Glossary
Three-Tier Reporting
The internal, external, public hierarchy of reporting channels established by EU Directive 2019/1937: internal reporting under Article 9, external reporting to the designated national authority under Article 11, and public disclosure under Article 15. The tiers are not strictly sequential. A reporter may start externally, but public disclosure is conditional under Article 15.
Full definition
EU Directive 2019/1937 codifies a three-tier escalation model: (1) internal reporting to the employer's own channel under Article 9, (2) external reporting to the designated national authority under Article 11, and (3) public disclosure under Article 15. The tiers are not strictly sequential: a reporter is free to start with the external authority and is not penalised for skipping the internal tier. Public disclosure is conditional and benefits from protection only where the earlier tiers have failed or where the conditions in Article 15 are otherwise met. Recital 33 explains the policy: the Directive seeks to encourage use of internal channels by making them safe and effective, on the assumption that early internal reporting is the fastest way for an organisation to remedy a breach. National authorities in most member states maintain published guidance illustrating which body acts as external channel for which subject-matter; in some (Ireland) a central Commissioner allocates externally received reports to prescribed authorities by subject-matter.
Related terms
- Internal Reporting Channel A confidential mechanism inside an organisation through which employees and other workers can report breaches.
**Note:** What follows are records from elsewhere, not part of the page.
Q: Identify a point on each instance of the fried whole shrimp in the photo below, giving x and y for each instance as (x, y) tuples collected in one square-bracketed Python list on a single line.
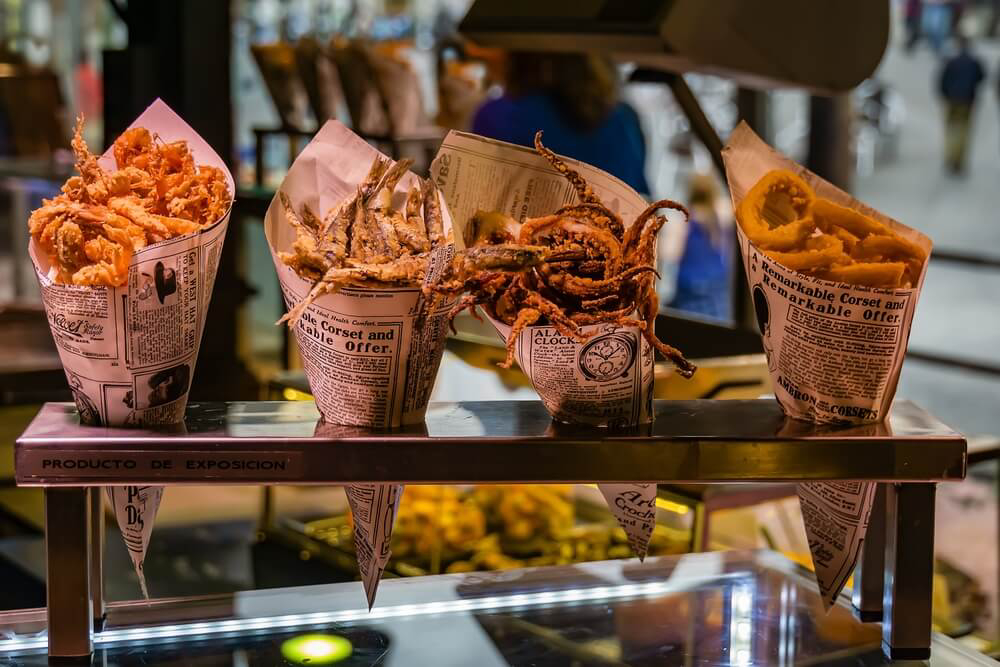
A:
[(93, 228)]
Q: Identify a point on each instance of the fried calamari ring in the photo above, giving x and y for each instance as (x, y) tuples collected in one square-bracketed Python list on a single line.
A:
[(820, 252), (776, 213), (828, 215), (869, 274)]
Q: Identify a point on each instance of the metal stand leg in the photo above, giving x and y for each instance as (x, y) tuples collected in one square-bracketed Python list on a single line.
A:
[(97, 556), (67, 563), (869, 581), (909, 571)]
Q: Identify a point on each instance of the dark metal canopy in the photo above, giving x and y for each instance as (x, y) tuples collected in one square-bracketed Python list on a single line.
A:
[(822, 46)]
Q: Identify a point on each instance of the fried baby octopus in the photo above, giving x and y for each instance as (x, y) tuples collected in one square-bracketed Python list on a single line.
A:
[(91, 231), (595, 270)]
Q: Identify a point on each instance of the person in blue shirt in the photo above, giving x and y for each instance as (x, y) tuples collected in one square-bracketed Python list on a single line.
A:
[(574, 99), (958, 85), (704, 276)]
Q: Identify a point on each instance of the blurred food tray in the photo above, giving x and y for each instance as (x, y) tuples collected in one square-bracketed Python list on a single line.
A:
[(490, 442)]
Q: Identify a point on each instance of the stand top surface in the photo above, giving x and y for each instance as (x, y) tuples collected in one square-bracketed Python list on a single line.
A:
[(286, 442)]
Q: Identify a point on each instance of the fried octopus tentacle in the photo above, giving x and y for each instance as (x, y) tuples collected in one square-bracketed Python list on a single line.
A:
[(525, 318), (582, 187), (433, 219)]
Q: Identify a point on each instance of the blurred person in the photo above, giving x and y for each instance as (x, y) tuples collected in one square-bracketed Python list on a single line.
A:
[(574, 99), (958, 84), (912, 12), (936, 22), (88, 90), (703, 277)]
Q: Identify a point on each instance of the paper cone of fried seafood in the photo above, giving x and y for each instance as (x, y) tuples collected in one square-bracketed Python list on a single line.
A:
[(369, 340), (126, 259), (581, 329), (579, 324), (834, 285), (354, 238)]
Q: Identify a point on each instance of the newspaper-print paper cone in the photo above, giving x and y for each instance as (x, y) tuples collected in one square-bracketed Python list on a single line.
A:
[(366, 361), (606, 381), (135, 510), (370, 357), (634, 506), (129, 352), (373, 508), (834, 353)]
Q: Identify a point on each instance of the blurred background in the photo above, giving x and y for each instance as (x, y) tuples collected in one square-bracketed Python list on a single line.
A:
[(919, 140)]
EU Directive 2019/1937 Article 8 requires every legal entity with 50 or more employees to operate one, accept reports in writing, orally, or through a physical meeting, acknowledge within 7 days, and provide substantive feedback within 3 months.
- External Reporting Channel A reporting route operated by a national competent authority, available as an alternative to internal channels. EU Directive 2019/1937 Article 11 requires each member state to designate authorities that receive reports directly, bypassing the employer. Reports made externally carry the same protection from retaliation as internal reports. Examples include Germany's Bundesamt für Justiz and France's Défenseur des droits.
- Public Disclosure A whistleblower's report made directly to the public such as via the media. EU Directive 2019/1937 Article 15 protects public disclosure only under specific conditions: prior internal and external reporting without action, imminent danger to the public interest, risk of retaliation, or low prospect of the breach being effectively addressed. It is the structurally last-resort tier.